Once you’ve provided a letter confirming your retirement date to your Unit head or manager, paperwork will automatically be mailed to your home address a couple weeks prior to your retirement date. Payment options will include a monthly payment on the 28th of each month from the 28th day following your retirement date up to and including the month prior to your 65th birthday OR a lump sum retiring allowance at the date of early retirement, tax sheltered to the extent possible under the provisions of the Income Tax Act.
Your participation in the Pension Plan is optional until you reach 35. You may join the plan on any quarterly enrolment date – January 1, April 1, July 1 and October 1. If you are hired after age 35, Pension Plan enrolment is mandatory after one year of continuous service.

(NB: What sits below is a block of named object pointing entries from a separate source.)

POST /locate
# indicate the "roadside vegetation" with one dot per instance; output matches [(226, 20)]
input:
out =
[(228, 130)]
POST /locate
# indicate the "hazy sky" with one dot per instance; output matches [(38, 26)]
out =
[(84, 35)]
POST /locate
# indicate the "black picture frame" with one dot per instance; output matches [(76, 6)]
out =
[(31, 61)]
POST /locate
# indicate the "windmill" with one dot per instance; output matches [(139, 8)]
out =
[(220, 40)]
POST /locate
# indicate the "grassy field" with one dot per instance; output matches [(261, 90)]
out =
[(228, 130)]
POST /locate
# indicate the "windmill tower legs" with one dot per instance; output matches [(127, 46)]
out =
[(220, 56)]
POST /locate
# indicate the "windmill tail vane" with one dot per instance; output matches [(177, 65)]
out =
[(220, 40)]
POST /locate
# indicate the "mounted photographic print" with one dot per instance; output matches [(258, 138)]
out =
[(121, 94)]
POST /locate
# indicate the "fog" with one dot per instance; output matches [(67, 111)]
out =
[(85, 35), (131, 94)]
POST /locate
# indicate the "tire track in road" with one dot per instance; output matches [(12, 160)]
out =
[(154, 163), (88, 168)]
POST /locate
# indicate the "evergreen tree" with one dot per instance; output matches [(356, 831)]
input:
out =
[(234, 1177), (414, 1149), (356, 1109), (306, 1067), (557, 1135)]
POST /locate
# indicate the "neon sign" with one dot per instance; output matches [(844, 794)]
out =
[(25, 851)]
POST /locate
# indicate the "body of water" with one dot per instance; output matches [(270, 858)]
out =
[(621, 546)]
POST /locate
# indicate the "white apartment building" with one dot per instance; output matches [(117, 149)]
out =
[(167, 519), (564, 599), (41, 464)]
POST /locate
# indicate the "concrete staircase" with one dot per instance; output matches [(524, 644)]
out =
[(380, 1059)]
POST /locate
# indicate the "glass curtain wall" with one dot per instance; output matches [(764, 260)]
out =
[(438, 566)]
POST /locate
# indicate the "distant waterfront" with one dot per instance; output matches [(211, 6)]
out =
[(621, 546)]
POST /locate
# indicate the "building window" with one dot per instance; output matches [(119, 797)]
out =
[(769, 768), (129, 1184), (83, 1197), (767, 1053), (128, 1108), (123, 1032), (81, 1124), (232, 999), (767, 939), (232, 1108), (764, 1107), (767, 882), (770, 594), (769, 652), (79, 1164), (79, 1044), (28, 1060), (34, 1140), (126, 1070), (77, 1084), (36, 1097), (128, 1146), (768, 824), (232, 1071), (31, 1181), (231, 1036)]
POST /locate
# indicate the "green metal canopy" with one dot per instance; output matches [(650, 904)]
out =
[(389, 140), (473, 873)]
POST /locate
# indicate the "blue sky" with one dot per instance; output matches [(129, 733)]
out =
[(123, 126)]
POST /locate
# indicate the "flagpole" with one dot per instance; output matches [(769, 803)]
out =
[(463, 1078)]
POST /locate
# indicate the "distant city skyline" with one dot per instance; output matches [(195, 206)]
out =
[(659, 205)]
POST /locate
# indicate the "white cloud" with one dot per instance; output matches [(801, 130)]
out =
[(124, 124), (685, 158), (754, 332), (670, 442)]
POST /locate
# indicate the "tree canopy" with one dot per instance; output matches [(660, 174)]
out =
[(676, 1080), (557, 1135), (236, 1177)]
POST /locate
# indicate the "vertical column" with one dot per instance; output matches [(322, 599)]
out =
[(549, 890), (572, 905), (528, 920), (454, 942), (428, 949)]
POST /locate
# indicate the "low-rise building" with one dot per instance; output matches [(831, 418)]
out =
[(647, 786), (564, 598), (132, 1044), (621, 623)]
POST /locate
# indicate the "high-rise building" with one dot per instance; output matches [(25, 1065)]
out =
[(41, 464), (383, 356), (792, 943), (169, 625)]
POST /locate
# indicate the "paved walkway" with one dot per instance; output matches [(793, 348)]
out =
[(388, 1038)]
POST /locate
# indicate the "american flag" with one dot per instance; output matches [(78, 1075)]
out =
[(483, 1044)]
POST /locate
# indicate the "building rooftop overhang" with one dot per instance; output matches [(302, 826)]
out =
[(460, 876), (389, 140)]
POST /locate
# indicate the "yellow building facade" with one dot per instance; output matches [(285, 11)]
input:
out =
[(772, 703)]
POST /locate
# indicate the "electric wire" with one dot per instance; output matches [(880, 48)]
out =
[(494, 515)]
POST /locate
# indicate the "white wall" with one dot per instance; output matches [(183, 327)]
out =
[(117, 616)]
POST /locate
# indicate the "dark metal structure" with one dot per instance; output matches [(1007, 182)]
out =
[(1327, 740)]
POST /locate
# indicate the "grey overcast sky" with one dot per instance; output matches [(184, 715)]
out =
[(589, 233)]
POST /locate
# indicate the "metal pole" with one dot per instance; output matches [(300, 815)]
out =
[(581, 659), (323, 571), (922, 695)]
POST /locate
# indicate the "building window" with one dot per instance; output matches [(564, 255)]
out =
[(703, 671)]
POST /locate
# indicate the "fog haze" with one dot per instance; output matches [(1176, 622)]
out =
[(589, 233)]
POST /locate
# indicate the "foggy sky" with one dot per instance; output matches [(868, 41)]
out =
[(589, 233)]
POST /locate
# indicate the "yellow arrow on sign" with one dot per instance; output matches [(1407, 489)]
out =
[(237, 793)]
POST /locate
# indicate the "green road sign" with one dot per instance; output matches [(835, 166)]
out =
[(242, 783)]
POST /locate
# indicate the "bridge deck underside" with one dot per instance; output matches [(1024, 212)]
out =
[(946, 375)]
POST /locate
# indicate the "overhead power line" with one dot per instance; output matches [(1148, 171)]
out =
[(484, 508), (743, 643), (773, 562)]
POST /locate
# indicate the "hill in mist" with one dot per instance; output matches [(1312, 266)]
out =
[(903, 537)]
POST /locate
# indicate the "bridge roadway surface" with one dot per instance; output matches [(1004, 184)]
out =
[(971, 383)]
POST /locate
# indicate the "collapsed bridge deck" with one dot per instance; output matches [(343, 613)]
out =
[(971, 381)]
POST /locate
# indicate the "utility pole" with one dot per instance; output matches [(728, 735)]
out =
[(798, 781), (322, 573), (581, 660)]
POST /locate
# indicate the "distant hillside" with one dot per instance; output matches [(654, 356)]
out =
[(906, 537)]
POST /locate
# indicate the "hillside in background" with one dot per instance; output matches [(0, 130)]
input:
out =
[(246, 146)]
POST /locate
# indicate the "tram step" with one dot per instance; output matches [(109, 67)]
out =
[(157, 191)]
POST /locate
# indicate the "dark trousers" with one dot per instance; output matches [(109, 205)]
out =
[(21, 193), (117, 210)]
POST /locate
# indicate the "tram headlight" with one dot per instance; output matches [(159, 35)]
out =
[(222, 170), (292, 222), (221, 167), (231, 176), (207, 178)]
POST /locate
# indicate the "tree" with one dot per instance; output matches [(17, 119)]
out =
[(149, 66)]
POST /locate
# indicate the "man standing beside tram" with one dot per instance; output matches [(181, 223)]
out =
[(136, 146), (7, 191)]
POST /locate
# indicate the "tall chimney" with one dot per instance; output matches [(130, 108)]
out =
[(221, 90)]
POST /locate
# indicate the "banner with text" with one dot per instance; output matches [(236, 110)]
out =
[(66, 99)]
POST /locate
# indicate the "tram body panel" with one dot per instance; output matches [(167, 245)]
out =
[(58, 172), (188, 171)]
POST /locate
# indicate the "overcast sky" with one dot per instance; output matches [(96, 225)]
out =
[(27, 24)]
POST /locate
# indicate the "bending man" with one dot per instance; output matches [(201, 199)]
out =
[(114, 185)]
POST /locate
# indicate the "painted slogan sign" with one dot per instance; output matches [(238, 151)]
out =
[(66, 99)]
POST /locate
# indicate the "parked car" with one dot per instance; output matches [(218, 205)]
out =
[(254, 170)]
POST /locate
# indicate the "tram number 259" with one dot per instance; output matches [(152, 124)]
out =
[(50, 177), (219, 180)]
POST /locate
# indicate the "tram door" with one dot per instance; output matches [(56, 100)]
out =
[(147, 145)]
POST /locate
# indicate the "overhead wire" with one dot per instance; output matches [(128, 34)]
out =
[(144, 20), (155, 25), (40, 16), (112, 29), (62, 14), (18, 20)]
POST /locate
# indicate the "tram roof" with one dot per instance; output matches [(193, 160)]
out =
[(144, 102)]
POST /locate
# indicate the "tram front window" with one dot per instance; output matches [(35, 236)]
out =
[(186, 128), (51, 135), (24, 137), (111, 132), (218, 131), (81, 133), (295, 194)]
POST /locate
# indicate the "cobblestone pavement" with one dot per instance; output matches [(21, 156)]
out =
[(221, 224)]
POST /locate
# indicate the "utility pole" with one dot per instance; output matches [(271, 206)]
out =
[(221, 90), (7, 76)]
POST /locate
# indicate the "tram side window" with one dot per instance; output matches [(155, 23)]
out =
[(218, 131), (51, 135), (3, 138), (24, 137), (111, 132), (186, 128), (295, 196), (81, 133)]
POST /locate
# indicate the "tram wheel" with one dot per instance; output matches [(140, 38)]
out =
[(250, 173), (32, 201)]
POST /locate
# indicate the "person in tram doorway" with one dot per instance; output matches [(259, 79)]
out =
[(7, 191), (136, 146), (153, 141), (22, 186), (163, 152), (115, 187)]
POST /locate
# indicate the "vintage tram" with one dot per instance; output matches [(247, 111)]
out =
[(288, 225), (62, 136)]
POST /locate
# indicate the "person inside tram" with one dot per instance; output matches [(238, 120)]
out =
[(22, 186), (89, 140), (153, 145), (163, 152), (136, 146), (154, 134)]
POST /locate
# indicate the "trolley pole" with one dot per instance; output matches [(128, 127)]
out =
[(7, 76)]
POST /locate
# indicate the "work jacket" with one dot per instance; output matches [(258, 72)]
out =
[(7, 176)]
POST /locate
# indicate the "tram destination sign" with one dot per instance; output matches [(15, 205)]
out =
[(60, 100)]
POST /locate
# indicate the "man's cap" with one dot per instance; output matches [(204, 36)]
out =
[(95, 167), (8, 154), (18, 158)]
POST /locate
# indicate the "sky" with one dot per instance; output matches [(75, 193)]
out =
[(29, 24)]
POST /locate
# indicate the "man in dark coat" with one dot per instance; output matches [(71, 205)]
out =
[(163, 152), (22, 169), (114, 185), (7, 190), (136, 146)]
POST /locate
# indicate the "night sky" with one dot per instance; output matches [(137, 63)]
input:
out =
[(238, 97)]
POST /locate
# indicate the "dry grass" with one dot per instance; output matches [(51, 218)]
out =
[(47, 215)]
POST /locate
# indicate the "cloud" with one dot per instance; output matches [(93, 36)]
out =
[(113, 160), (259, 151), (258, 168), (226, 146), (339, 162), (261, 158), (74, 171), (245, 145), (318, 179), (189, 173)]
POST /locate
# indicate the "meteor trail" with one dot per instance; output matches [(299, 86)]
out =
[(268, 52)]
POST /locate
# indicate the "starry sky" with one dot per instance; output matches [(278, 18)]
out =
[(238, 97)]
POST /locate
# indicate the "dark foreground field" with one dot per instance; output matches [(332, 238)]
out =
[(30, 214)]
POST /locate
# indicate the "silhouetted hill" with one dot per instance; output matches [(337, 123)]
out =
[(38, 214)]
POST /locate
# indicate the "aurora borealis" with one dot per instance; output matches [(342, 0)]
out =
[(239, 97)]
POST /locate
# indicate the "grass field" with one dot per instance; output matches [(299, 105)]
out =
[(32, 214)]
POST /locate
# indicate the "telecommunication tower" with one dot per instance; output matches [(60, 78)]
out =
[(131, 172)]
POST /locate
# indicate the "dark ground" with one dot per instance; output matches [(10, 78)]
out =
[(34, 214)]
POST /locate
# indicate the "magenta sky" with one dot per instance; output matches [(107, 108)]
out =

You may apply for exemption from the Pension Plan with proof of participation in an equal or better retirement plan. Approval must be formally granted through an application to Human Resources (Pensions).
How Is My Pension Determined?
Your Pension Plan is integrated with the Canada Pension Plan (CPP) to which you and the University both contribute. It means that your retirement income benefits will be paid by a combination of Canada Pension Plan (CPP) benefits and University of Toronto Pension Plan benefits.
Each year, the Government of Canada announces the maximum Canada Pension Plan earnings, an amount known as the Yearly Maximum Pensionable Earnings (YMPE). Your contributions are regularly deducted from your salary/wages and are fully tax-deductable. Your contributions will be increasing based on the chart below and prorated to your percentage of full-time worked:
|Employee Pension Contributions|
|Effective Date||Up to Dec. 31, 2011||January 1, 2012||July 1, 2012||July 1, 2013|
The formula for determining your pension is also based on two calculations. The amounts you earn up to the YMPE and amounts you earn over the YMPE. Under the plan, your normal retirement date (NRD) is June 30 coincident with or following your 65th birthday. Your annual pension benefit at your NRD is defined by a formula:
- 1.6% of your highest average salary up to the average YMPE
- 2% of your highest average salary above the average YMPE
- your years and months of continuous service as a plan member.
Based on your age and years of service, you may be eligible to receive a reduced pension as early as June 30 coincident with or following your 55th birthday, or an unreduced pension from age 60. Upon retirement, or cessation of employment, there are several pension payment options available to you. These are described in more detail in your Pension Plan brochure.